Ama biliyor musunuz, Bakan Reynders? Sözlerinizin hiç bir inandırcılığı yok. Çünkü Belçika'da bulunan Amerikan nükleer silahlar da gezegenimiz için Kuzey Koreli ‘lerin ki kadar büyük bir tehlike olusturuyorlar. Dahası, Kuzey Kore gibi korkunç rejimlerin nükleer silah geliştirmeye ihtiyaç duymalarına, siz neden oldunuz. Bu bombalar burada bulunduğu sürece, sizin hiç bir konuşma hakkınız yoktur. Ve iddia ettiğinizin tam tersini yaptığınız sürece, sergilediğiniz öfkeniz gerçek değildir. Örneğin, Birleşmiş Milletler, nükleer silahların kullanımını, tehdit edici kullanımını, gelişimini, bulundurulmasını ve saklanmasını yasaklayan bir anlaşma hazırladı. Belçika, bu anlaşmaya yanaşmadı. Ülkemiz daima, kimyasal ve nükleer silahlardan anti-personel mayınlarına ve küme cephanelerine kadar kitle imha silahlarının yasaklanması için büyük destek verdi. 90'lı yıllarda, Sosyalist Bakanımız Erik Derycke, dünyayı daha güvenli bir hale getirmek için.küresel farkındalığı artırmak isteyen öncülerinden biriydi.

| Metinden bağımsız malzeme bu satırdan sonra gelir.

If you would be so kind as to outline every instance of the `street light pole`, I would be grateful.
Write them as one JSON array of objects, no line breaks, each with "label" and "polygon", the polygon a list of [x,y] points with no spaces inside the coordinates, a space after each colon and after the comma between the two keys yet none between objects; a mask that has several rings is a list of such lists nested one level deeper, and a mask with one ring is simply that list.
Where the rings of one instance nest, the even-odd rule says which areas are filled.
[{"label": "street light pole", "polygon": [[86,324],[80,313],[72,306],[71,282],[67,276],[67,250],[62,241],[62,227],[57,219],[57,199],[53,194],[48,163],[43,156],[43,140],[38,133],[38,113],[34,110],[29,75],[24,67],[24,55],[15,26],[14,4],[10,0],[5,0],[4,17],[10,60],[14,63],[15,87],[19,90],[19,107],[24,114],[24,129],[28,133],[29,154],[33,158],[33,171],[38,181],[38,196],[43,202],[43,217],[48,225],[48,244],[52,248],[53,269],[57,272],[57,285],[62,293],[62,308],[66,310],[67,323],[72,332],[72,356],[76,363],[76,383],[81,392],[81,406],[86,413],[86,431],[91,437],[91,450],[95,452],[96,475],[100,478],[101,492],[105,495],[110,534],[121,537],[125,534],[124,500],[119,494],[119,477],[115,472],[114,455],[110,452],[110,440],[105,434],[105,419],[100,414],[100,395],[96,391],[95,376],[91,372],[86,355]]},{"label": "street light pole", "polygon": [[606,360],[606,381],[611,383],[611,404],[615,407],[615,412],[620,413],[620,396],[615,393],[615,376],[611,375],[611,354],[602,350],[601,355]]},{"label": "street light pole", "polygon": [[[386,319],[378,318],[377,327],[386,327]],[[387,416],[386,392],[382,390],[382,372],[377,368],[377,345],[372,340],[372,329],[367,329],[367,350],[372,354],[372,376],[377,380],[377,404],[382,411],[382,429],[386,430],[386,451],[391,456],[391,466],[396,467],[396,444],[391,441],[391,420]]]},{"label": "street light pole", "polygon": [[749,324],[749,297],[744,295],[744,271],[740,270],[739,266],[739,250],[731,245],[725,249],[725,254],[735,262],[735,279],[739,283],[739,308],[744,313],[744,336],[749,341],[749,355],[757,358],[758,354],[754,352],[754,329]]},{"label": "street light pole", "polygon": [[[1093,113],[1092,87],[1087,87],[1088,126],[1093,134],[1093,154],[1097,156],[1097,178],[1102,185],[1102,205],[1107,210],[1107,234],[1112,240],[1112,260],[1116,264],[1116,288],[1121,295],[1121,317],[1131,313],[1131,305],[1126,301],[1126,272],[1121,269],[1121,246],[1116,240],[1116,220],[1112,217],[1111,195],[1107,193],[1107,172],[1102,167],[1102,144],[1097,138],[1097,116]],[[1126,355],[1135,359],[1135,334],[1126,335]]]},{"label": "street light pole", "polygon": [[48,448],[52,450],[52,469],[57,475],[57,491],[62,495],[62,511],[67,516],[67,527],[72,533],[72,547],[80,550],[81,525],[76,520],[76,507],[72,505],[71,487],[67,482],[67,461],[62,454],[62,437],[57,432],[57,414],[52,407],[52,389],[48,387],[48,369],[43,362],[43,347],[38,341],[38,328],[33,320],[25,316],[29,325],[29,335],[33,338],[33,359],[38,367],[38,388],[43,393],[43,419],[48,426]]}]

Bugün, ülkemizin bunu kestirip attığını ve çıkarları doğrultusunda davrandığını görüyorum. MR, N-VA, Open Vld ve CD & V partileri sayesinde, nükleer silahlara karşı uluslararası anlaşmayı imzalamayacağız.

Bugün 400 bin kişi Brüksel'de toplanamaz mı?

Bu partiler kimin adına böyle bir karar aldılar? Brüksel'deki kitlesel yürüyüşün üzerinden 30 yıl geçmesine rağmen bugün hala, dünyanın nükleer silahlar olmadan daha iyi yaşanır bir yer olacağını belirten toplumsal bir dayanışma var. Bu toplumsal dayanışma ülkemizde de var. Örneğin, Belçika’da 240 Flaman kenti ve belediyeleri, Hiroşima ve Nagasaki belediye başkanlarının, ülkemizde depolanan nükleer silahlar da dahil olmak üzere 2020 yılına kadar tüm nükleer silahların yasaklanma çağrısını imzaladılar. Flaman parlamentosu da iki yıl önce aynı yönde adımlar attı. N-VA, Open Vld ve CD & V milletvekilleri de dahil olmak üzere çoğunluk ve muhalefet partileri, kitle imha silahların yasaklanmasını istediler. Fakat ülke olarak Birleşmiş Milletlerde farkındalığımızı yaratabileceğimiz bir anda, bakanlarımız buna yanaşmıyorlar.   

Akranlarımında bu sloganı açıkca belirtmeleri gerek."Kahretsin, şu bombaları yok edin!"

Daha da kötüsü. Bakan Reynders milyarlarca dolar kazanan Amerikan silah şirketlerin çıkarları doğrultusunda hareket ediyor, bu yüzden nükleer statükonun kesinlikle korunmasını istiyor. Önemli konularda, ülkenizin manevi değerlere liderlik yaptığı görmek istiyorsunuz ve bakanınızın lobi  diliyle konuşmasından hoşlanmıyorsunuz. Ülkenizin NATO’nun ikiyüzlü, sofizm gerekçelerinin arkasına saklanarak bir kenara çekilip  beklemesini  istemiyor sunuz? Böyle zamanlarda ülkenizin ayağa kalkmasını ve öncülük yapmasını istiyorsunuz. Benimle aynı kuşaktan olanların da bu sloganı benimsemeleri  gerekiyor. "Kahretsin, şu bombaları yok edin!"

Bugünümüzün günde 400.000 adamla Brüksel'e gitmek,  neden mümkün olmasın?